Mnuchin: Cybersecurity a bigger concern than AI

US treasury secretary Steven Mnuchin has said that cybersecurity is his primary concern and represents the greatest threat to the financial sector.

In an interview given to media company Axios, Mnuchin said that ensuring a “safe and sound financial sector” requires cooperation and investment from the various financial regulators and that he wants regulatory agencies to focus on incorporating cybersecurity in all oversight responsibilities.

He added that in his meetings with foreign leaders since the Trump administration took office have also focused largely on combating money laundering and other illicit activities.

Last October, the US federal banking agencies issued an advanced notice of proposed rulemaking (ANPR) on enhanced cyber risk standards for certain large financial institutions.  While it represented a move nearer a coordinated approach to cybersecurity regulation among financial regulators, it is unclear whether the ANPR will progress to a formal proposal under the Trump administration.
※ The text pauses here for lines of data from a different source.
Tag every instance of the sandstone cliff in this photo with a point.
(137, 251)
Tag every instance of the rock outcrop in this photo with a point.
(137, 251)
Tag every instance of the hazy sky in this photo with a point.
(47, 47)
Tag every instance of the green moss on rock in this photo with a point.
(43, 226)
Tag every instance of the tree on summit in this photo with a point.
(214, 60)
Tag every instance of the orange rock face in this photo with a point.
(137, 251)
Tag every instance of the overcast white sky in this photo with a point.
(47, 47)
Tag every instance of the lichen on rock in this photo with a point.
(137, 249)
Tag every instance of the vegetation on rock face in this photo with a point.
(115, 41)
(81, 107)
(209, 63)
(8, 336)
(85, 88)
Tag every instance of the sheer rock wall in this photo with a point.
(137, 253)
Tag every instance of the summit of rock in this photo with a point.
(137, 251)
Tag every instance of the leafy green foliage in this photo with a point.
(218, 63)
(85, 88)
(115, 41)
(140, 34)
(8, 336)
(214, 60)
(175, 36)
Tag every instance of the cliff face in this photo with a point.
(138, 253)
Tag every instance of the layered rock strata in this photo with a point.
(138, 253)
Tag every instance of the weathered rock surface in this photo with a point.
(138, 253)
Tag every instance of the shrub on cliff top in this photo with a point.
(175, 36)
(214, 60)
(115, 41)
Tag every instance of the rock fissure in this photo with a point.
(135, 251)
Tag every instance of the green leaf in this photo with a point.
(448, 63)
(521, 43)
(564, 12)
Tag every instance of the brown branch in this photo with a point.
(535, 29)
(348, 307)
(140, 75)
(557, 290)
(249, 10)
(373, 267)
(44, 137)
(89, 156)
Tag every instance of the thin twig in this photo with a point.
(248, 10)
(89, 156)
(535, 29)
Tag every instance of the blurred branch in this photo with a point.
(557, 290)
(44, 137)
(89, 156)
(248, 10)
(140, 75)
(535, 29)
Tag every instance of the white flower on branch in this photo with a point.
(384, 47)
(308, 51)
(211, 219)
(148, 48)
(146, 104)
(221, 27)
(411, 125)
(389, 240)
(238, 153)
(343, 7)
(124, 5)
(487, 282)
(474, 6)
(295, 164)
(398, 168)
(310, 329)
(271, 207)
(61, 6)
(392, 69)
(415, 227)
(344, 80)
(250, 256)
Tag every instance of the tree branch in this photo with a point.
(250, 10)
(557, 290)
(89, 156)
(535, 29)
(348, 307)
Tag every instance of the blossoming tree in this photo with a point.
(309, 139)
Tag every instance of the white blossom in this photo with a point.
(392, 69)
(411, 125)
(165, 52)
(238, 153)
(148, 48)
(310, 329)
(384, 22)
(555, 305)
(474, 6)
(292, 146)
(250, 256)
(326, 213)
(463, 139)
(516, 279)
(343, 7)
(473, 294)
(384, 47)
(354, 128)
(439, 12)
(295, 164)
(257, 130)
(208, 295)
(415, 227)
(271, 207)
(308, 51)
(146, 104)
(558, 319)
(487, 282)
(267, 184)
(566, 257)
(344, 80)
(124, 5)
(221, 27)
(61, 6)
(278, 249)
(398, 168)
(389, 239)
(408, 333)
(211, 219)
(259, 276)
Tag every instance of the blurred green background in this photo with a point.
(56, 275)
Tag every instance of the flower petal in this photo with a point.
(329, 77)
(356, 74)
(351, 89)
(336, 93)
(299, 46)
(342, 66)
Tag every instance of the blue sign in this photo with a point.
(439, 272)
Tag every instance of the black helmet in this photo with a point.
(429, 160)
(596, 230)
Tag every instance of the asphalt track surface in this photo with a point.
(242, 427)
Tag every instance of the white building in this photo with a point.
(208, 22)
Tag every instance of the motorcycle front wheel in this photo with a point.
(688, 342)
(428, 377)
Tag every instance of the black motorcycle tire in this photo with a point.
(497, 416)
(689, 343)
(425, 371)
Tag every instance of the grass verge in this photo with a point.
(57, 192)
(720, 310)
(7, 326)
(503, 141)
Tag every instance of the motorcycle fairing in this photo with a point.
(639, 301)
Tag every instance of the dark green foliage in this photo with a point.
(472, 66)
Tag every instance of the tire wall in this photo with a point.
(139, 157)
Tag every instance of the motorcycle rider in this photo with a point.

A three-month period for responses to the cybersecurity ANPR was extended for a further five weeks to run to February 17 2017.

In the interview, Mnuchin also dismissed fears that artificial intelligence (AI) could be about to make many US jobs redundant and that it could take 50 to 100 years before this became a real concern

“I think that is so far in the future – in terms of AI taking over American jobs – I think we’re so far away from that that,” he said. “Not even on my radar screen.”

However, a report issued by the outgoing Obama administration last December forecast that AI-driven automation is likely to transform the US economy as intelligent applications replace human labour in sectors such as transportation, healthcare, finance and defence.

The report cited an estimate by the Organisation for Economic Cooperation and Development (OECD) that 9% of US jobs are at risk of being entirely displaced by AI.

“If these estimates of threatened jobs translate into job displacement, millions of Americans will have their livelihoods significantly altered and potentially face considerable economic challenges in the short-and medium-term,” the report’s authors noted.

A more recent report issued this month by PricewaterhouseCoopers (PwC) suggested that within the next 15 years, close to 40% of US jobs could be lost to automation.